EU Targets Facebook's Ad System

redletterdave writes "The European Commission plans to put a stop to the way Facebook gathers information about its users, including their political opinions, religious beliefs, whereabouts and sexual preferences, and how the social network sells that information for commercial purposes. A new EC Directive aims to ban targeted advertising unless users specifically allow it, and to amend the current European data protection laws to ensure consistency in how offending sites are dealt with across the EU. If the European Commission has its way, Facebook would suffer big losses in advertising dollars that fund its site, which would further damage the company's plans to go public next year. Facebook has defended itself, claiming its advertisers target wide demographics like age and location, rather than specific individuals. The Palo Alto, Calif.-based company denies outright that it misuses or mishandles user information."

4 of 170 comments (clear)

  1. It's ironic that in "socialist" Europe... by forkfail · · Score: 5, Insightful

    ... steps are taken to ensure that Big Brother doesn't get too big.

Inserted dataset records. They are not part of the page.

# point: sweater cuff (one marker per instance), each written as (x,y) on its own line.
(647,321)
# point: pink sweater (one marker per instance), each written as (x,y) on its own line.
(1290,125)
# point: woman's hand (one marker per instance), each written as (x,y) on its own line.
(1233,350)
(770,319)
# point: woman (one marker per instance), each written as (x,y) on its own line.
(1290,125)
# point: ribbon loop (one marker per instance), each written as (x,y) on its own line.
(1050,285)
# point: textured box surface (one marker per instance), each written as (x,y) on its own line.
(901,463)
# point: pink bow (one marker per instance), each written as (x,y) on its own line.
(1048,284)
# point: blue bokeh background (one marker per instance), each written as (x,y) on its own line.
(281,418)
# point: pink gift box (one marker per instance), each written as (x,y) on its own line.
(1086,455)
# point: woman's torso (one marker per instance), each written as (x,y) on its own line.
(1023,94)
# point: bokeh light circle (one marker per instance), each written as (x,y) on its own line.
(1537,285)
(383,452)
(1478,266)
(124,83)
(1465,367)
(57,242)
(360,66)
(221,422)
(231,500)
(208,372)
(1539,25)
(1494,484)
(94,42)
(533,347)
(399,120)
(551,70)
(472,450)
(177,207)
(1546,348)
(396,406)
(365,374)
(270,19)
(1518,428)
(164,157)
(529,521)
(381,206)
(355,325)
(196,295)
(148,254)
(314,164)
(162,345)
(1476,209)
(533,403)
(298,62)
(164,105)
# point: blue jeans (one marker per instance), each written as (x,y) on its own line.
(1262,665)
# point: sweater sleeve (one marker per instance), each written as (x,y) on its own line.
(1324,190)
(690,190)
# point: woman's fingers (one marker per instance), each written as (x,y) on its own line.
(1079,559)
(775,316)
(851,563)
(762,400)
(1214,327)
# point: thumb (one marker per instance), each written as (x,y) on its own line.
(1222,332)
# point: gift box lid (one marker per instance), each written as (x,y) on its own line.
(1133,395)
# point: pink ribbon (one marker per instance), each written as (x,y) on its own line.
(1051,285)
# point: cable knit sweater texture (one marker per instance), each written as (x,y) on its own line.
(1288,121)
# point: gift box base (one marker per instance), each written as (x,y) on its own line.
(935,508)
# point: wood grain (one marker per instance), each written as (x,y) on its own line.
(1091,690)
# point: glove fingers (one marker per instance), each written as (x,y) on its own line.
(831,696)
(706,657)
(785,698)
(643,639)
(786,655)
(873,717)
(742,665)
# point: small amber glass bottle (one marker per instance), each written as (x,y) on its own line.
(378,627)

    While here in the US, those who most love to cite Orwell also tend to want there to be no limits to what corporations can do, even when it's the corporations (far more so than the government) that are filling the power niches.

    --
    Check your premises.
  2. Re:The Internet should not be regulated by Anonymous Coward · · Score: 4, Insightful

    This is not regulation of the Internet. This is regulation of advertising.

  3. You're not facebook's customer people... by drachenfyre · · Score: 5, Insightful

    Seriously. If you aren't paying for it, you aren't the customer. You're the product being sold.

  4. Re:The Internet should not be regulated by pclminion · · Score: 4, Insightful

    Securing their data is the duty of the users.

    I don't think you understand the power of data mining. Humans are very, very bad at performing inference on many variables. Computers are very, very good at it. It's true that people have a responsibility to safeguard their own privacy, but that's no reason we should have artificial intelligence programs scanning people's every online move to infer as much as possible about them. That's fucking scary, and it's scary that you don't think it's scary.